Panel pitches regulating how tech firms use data
TECH OVERSIGHT A proposed non-personal data authority may oversee how information is shared while ensuring privacy protection
NEW DELHI: A government-appointed panel, headed by former Infosys Ltd vice chairman Kris Gopalakrishnan, has called for a new law to regulate the sharing, commercial use and privacy of non-personal information.
The nine-member panel suggested appointing a regulator to oversee how such data is shared for sovereign, welfare, regulatory and competition uses, with a mandate to ensure that individual privacy is protected and the legitimacy of a request to seek data is strictly evaluated.
The committee has sought feedback from interested parties by August 13.
“The non-personal data authority should be tasked with enabling legitimate sharing requests and requirements, and with regulating and supervising corresponding data sharing arrangements involving data businesses, data trustees and data trusts,” the draft report of the panel said.
Recognising the need to use data to provide a level-playing field for new companies, the panel said that global tech giants such as Google, Uber and Amazon, collect user data and mine content to make better decisions, giving them an advantage.
“A combination of a firstmover advantage for these large data-driven platforms and businesses, with the sizable network effect and enormous data that they have collected over the years, has left many new entrants and start-ups being squeezed and faced with significant entry barriers, the draft report said. “This may be the right time to set out rules to regulate the data ecosystem (which includes data collection, analysis, sharing, distribution of gains, destruction etc.) to provide certainty for existing businesses and provide incentives for new business creation, as well as to release enormous untapped social and public value from data.”

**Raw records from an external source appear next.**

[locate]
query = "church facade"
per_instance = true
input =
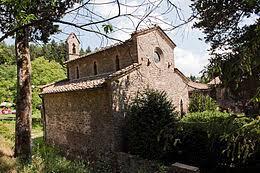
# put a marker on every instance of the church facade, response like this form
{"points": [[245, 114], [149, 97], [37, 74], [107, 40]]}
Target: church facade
{"points": [[85, 113]]}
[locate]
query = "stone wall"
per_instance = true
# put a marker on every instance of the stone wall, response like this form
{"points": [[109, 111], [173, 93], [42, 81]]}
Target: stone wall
{"points": [[79, 122], [161, 75], [105, 61]]}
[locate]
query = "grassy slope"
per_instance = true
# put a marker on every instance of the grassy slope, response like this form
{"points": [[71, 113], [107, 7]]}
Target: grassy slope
{"points": [[45, 159]]}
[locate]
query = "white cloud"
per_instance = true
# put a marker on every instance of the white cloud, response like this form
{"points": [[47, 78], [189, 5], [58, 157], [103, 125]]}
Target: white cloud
{"points": [[189, 62]]}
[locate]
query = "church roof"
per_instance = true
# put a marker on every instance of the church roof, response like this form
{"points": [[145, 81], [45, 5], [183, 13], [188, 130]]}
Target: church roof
{"points": [[136, 33], [92, 82], [158, 28]]}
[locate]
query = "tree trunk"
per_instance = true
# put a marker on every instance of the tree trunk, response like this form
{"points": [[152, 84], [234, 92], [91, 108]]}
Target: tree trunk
{"points": [[23, 148]]}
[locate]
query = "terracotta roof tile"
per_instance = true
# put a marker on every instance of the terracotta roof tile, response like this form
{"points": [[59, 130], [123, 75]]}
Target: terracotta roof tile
{"points": [[86, 83]]}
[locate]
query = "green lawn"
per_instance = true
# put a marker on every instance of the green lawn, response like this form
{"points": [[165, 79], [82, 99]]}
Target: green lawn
{"points": [[45, 158]]}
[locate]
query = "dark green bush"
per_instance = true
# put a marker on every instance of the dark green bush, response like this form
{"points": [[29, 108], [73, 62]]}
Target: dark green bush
{"points": [[200, 103], [150, 124], [219, 139]]}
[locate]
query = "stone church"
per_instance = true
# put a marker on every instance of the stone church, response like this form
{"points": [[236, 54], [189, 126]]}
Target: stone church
{"points": [[85, 113]]}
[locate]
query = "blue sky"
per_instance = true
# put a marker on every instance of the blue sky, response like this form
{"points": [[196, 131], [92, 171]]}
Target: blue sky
{"points": [[190, 54]]}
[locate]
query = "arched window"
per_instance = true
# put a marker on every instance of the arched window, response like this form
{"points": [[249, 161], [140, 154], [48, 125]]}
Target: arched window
{"points": [[95, 68], [73, 48], [158, 55], [77, 72], [117, 63]]}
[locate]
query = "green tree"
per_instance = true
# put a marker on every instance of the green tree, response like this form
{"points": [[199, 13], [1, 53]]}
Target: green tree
{"points": [[235, 44], [7, 54], [199, 103], [29, 21], [7, 82], [150, 124]]}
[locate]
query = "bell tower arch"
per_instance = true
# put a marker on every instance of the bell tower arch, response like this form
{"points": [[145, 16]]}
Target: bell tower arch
{"points": [[73, 45]]}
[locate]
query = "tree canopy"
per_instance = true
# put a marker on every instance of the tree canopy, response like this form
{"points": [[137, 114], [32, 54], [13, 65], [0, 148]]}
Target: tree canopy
{"points": [[233, 30]]}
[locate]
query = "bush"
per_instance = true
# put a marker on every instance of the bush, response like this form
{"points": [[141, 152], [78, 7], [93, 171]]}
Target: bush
{"points": [[215, 138], [150, 124], [48, 159], [200, 103]]}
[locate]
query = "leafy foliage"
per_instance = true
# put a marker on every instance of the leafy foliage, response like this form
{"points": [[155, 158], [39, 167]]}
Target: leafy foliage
{"points": [[7, 83], [150, 124], [7, 54], [237, 35], [219, 139], [43, 72], [200, 103]]}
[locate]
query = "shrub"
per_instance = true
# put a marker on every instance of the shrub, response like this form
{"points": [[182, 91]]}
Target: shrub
{"points": [[215, 138], [200, 103], [48, 159], [150, 124]]}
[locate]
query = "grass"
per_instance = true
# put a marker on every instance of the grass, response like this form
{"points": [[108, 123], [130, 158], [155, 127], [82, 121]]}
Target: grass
{"points": [[44, 159]]}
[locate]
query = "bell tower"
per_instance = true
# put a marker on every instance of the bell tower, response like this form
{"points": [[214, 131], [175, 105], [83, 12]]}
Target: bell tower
{"points": [[73, 44]]}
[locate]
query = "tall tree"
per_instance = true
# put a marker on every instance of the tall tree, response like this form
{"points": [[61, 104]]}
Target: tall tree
{"points": [[29, 21], [233, 30], [32, 20]]}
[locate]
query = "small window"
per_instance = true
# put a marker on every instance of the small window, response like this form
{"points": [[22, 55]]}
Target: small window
{"points": [[157, 55], [117, 63], [95, 68], [73, 48], [77, 72]]}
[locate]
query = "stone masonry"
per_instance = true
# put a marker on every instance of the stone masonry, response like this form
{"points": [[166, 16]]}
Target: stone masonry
{"points": [[84, 114]]}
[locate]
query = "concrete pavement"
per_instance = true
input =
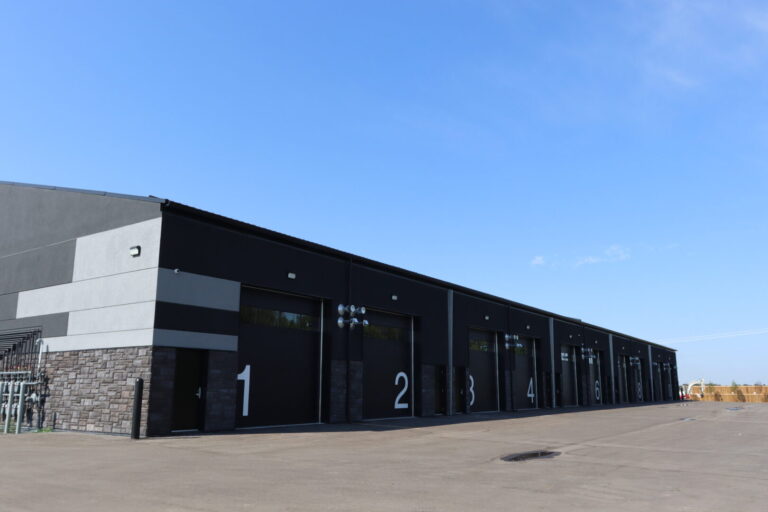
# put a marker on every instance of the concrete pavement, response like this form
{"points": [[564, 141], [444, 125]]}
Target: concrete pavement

Prasanto K Roy, a policy expert, said that while competitive barriers need to be removed to spur innovation, a sweeping law that forces companies to share data could hurt more companies than just the internet giants.
“It would hurt new startups seeking funding, because investors would hesitate to invest in building up customer data as it may have to be shared with competitors,” Roy said.
Non-personal data is information that cannot identify a person and can be details such as weather conditions, data from sensors and public infrastructure.